これは、ジョン・F・ケネディの有名な言葉です。もし、今の日本の政治家が、例えば首相が、国民にこう宣言したら、日本社会ではどのようなリアクションが起るのでしょうか?日本人はパニックになってしまうかも知れませんね。

昨年の夏、ちょうど選挙の頃に帰国した私は、「政権交代。」で熱狂的な精神状態にいる日本列島に当惑しました(「政権交代」の最後に「。」があるのも不思議でした)。これは、もしかしたら、敗戦後数年間シベリアで抑留生活を送り復員してきた日本兵のような感覚かも知れません。

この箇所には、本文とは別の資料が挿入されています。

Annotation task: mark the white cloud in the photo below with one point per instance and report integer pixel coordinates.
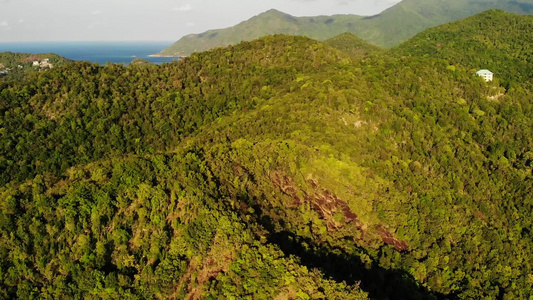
(185, 7)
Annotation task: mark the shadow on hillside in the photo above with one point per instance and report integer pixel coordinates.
(378, 282)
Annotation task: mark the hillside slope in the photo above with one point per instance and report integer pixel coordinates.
(386, 29)
(493, 40)
(277, 168)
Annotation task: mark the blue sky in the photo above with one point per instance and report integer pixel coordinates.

みんなが優しい日本では、弱者救済の美辞麗句のもとに、お互いが寄りかかるばかりの人たちが増えてしまいました。これからの日本を生きていく若い人たちには自立・自尊の精神を育んで貰いたいと思います。日本の世の中に身を委ねるのではなく、自分で意思決定していく強靱な精神力を養うことが重要だと思います。自分で取捨選択し、あらゆることに対して出来るだけ自分の意見を用意しておくことです(私自身あまり出来なかった反省からです)。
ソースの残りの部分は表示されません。